(HN comments aren't the best medium for writing mathematics. I hope this ends up reasonably readable.)
(d choose k) is the number of ways to pick k things from d.
(d choose k) k^2 is the number of ways to pick k things from d, and then colour one of them red and one of them (possibly the same one) blue.
(-1)^k (d choose k) k^2 is that (when k is even), or minus that (when k is odd).
So the identity says: Suppose we consider a set of d things, and we consider picking some of them (meaning 0 or more, though actually 0 is impossible; k is the number we pick) and colouring one of those red and one blue; then there are the same number of ways to do this picking an odd number of things as picking an even number.
Well, let's describe the process a bit differently. We take our set of d things. We colour one of them red. We colour one of them blue. Then we pick some set of the things (k in number), including the red thing and the blue thing (which may or may not also be the red thing). And the claim is that there are the same number of ways to do this with an even value of k as with an odd number.
But now this is almost trivial!
Once we've picked our red and blue things, we just have to decide which of the other things to pick. And as long as there's at least one of those, there are as many ways to pick an odd number of things as to pick an even number. (Fix one of them; we can either include it or not, and switching that changes the parity.)
So if d>2 then we're done -- for each choice of red and blue, there are the same number of "odd" and "even" ways to finish the job.
What if d<=2? Well, then the "theorem" isn't actually true.
>We take our set of d things. We colour one of them red. We colour one of them blue. Then we pick some set of the things (k in number), including the red thing and the blue thing
In this alternate view of the process, where does the k^2 term come from? Isn't the number of ways to do it in this perspective just
(d-1 choose k-1) # We already chose the red one (which is also the blue) and need to choose k-1 more
+
(d-2 choose k-2) # We chose both red and blue ones and need to choose the other k-2
Edit: I think it actually works out, seems to be equal to
d * 1 * Binomial[d - 1, k - 1] + d * (d - 1) * Binomial[d - 2, k - 2] = Binomial[d, k]*k^2
And then you apply your argument about fixing one of the elements in each of the two cases. Actually the proof seems to be a variant (same core argument) as sum of even binomial terms = sum of odd binomial terms [1]

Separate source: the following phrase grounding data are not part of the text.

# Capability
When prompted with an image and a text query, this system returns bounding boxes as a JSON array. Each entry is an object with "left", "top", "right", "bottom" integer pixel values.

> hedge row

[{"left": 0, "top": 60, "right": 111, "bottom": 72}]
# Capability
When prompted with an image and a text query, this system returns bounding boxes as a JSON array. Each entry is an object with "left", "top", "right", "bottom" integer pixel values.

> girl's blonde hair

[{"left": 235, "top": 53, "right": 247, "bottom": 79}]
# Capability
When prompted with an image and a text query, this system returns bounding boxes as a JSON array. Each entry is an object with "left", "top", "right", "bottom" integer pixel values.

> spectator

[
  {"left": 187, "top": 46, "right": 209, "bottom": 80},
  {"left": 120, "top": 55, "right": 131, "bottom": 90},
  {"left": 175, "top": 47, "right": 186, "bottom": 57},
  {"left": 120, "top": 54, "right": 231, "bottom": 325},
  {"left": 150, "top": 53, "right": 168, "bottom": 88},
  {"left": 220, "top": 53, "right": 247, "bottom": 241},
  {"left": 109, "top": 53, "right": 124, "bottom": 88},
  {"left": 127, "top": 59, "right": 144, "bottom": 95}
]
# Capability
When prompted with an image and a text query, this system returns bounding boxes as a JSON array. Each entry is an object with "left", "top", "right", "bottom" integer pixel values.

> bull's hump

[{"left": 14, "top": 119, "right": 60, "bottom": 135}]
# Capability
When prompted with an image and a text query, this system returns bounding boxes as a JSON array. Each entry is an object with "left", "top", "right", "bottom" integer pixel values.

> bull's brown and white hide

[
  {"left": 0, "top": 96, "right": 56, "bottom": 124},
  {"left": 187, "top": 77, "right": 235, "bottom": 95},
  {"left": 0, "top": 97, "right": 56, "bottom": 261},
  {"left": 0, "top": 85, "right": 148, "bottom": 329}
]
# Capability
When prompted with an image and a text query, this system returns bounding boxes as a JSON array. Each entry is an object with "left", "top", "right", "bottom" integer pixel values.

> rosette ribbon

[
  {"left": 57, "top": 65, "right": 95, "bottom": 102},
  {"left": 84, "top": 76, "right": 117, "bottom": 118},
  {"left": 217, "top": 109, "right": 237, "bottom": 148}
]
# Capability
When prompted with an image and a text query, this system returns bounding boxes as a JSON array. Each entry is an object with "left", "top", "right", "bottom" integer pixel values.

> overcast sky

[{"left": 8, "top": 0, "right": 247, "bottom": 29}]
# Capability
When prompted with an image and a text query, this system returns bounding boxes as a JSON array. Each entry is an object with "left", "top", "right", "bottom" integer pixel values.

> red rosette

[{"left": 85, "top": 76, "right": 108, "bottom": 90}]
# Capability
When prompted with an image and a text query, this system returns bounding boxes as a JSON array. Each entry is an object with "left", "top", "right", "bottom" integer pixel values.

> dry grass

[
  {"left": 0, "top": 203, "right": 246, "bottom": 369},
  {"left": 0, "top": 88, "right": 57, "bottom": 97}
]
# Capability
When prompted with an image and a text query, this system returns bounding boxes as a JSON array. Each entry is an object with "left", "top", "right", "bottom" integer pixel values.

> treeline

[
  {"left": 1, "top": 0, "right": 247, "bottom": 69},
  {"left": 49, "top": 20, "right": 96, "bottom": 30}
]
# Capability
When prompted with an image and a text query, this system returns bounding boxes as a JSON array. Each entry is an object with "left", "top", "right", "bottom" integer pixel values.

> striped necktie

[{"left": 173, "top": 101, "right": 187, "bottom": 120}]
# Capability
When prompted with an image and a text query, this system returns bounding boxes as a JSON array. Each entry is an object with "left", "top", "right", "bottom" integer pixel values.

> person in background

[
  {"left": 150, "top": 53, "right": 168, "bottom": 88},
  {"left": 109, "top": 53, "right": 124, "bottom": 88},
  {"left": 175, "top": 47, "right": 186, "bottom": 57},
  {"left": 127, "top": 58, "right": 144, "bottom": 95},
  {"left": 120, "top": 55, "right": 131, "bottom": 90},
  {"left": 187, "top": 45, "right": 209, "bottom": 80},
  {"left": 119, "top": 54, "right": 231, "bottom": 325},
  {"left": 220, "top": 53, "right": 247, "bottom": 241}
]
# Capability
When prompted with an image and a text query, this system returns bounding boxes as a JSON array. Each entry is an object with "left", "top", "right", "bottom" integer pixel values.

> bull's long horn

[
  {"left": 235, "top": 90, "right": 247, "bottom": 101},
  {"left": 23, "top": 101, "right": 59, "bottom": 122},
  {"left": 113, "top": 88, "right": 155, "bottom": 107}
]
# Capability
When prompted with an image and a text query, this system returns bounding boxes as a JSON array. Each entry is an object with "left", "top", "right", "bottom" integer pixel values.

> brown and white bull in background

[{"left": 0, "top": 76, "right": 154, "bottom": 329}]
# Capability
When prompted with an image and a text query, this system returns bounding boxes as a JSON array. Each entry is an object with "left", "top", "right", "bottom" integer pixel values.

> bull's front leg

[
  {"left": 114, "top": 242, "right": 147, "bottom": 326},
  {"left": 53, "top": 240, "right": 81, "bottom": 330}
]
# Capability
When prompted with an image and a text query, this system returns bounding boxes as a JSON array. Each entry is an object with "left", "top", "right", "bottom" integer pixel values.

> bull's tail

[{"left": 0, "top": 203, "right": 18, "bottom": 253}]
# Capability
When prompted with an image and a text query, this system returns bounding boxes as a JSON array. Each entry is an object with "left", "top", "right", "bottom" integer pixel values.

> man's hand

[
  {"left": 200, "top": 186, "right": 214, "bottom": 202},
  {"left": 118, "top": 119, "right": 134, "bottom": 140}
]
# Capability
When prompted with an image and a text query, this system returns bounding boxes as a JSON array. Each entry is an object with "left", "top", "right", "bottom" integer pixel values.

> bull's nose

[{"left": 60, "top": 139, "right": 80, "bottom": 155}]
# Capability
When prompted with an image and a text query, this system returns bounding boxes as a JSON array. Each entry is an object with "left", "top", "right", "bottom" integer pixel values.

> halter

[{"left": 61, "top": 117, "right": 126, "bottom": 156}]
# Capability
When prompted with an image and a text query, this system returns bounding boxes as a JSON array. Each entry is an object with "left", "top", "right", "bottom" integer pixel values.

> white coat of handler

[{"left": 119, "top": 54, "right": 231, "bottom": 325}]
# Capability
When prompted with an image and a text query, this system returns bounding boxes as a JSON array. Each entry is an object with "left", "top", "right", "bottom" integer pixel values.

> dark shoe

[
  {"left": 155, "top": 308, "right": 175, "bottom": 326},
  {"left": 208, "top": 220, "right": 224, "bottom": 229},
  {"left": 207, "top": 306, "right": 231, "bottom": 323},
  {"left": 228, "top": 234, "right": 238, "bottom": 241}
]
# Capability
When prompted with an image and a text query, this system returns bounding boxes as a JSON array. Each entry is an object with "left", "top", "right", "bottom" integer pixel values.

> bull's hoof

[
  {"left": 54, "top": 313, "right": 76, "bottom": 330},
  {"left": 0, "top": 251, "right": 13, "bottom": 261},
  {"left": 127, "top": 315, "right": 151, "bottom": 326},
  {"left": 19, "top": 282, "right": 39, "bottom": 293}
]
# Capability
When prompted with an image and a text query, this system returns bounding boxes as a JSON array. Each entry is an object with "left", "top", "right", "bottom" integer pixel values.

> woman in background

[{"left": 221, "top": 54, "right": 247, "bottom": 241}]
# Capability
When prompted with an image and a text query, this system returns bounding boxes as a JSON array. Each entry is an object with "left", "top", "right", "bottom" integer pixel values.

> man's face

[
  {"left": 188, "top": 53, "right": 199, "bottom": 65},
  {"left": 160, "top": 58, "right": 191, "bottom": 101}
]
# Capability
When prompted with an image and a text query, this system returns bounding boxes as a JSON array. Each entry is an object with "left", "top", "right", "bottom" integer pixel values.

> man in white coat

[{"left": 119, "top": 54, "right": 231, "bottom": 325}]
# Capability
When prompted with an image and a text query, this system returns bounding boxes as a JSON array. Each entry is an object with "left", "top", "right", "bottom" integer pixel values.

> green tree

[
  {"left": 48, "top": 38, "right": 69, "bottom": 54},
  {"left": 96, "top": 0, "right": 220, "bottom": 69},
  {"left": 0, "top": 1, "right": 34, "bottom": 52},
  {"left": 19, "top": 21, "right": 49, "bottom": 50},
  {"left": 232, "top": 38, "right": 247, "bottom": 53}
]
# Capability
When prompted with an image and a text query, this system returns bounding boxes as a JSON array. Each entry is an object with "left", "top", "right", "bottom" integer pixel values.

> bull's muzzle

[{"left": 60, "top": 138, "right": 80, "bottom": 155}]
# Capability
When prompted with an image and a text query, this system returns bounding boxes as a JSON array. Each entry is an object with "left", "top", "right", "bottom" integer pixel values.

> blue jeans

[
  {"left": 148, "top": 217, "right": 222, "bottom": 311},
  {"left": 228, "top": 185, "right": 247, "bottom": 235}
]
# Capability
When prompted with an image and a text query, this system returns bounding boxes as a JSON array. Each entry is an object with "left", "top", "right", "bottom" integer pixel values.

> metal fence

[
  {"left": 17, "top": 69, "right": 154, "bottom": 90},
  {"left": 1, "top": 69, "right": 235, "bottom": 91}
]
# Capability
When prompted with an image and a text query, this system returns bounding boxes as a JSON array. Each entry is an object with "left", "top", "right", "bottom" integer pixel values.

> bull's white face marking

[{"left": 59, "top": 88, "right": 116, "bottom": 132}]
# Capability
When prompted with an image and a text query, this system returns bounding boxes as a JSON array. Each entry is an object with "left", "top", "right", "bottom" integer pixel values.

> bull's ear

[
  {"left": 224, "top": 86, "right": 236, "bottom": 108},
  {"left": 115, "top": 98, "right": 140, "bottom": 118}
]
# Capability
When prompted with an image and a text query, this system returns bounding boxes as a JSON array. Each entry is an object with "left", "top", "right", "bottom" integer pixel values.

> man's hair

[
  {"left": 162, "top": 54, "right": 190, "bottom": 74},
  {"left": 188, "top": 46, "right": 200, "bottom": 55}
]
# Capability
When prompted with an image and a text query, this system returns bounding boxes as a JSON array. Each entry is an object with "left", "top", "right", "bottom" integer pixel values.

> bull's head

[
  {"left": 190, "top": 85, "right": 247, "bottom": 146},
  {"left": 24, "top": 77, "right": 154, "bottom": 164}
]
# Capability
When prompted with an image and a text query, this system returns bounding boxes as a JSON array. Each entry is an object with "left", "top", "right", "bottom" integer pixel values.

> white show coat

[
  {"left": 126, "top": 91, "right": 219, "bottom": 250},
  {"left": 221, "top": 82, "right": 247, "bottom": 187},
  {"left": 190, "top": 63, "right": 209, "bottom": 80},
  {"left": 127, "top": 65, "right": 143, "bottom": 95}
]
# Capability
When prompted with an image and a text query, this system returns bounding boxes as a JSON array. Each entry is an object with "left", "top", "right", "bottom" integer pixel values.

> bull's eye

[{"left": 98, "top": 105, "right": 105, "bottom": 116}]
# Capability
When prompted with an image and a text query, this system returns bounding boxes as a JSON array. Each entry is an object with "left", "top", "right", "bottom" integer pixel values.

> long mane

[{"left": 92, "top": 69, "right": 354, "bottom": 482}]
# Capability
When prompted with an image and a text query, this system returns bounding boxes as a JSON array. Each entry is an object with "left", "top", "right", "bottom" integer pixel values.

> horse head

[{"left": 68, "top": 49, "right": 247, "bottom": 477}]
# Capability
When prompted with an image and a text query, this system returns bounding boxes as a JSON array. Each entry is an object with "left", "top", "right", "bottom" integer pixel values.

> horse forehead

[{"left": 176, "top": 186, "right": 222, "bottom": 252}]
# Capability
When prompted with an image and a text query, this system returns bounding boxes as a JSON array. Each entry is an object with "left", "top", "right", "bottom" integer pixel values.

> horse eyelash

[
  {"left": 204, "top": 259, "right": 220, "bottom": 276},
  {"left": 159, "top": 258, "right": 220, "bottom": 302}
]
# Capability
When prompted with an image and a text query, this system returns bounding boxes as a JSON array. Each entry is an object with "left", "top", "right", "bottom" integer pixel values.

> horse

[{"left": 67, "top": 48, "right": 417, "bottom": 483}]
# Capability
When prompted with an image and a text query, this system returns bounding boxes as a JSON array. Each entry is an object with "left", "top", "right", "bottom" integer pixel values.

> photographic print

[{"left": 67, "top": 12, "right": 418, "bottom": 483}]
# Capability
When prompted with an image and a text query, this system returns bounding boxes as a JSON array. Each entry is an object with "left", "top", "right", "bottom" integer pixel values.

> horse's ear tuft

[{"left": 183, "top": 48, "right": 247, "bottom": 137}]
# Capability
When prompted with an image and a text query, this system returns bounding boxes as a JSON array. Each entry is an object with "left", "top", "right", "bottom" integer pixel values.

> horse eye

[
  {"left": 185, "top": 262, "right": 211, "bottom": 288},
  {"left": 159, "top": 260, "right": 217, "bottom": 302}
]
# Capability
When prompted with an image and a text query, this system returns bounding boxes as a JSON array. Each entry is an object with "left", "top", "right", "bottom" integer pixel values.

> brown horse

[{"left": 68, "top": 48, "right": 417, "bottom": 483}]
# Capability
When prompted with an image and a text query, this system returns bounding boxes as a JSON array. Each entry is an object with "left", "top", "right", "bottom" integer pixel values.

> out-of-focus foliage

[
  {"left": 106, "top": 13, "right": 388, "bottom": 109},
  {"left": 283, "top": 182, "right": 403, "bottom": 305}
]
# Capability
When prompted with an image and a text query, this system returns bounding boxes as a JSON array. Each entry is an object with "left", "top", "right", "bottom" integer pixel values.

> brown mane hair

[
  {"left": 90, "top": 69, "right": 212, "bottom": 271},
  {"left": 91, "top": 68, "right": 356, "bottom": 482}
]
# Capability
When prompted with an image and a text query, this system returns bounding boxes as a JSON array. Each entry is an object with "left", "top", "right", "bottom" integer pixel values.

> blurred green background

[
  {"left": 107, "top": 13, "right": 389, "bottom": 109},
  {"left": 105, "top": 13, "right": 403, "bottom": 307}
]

In the alternate view, the k^2 isn't there any more. Not because we are computing a different number, but because we're organizing the computation differently.
(It's turned into a d^2 factor, except that we then need to treat the red=blue case differently from the red!=blue case, so it's really a d factor plus a d^2-d factor.)
And yes, the last bit of the proof is exactly the same thing as one way to prove that the sum of "even" and "odd" binomial coefficients are equal -- provided n>0. (For the (0 choose whatever) case, the "even" sum is 1 and the "odd" sum is 0.)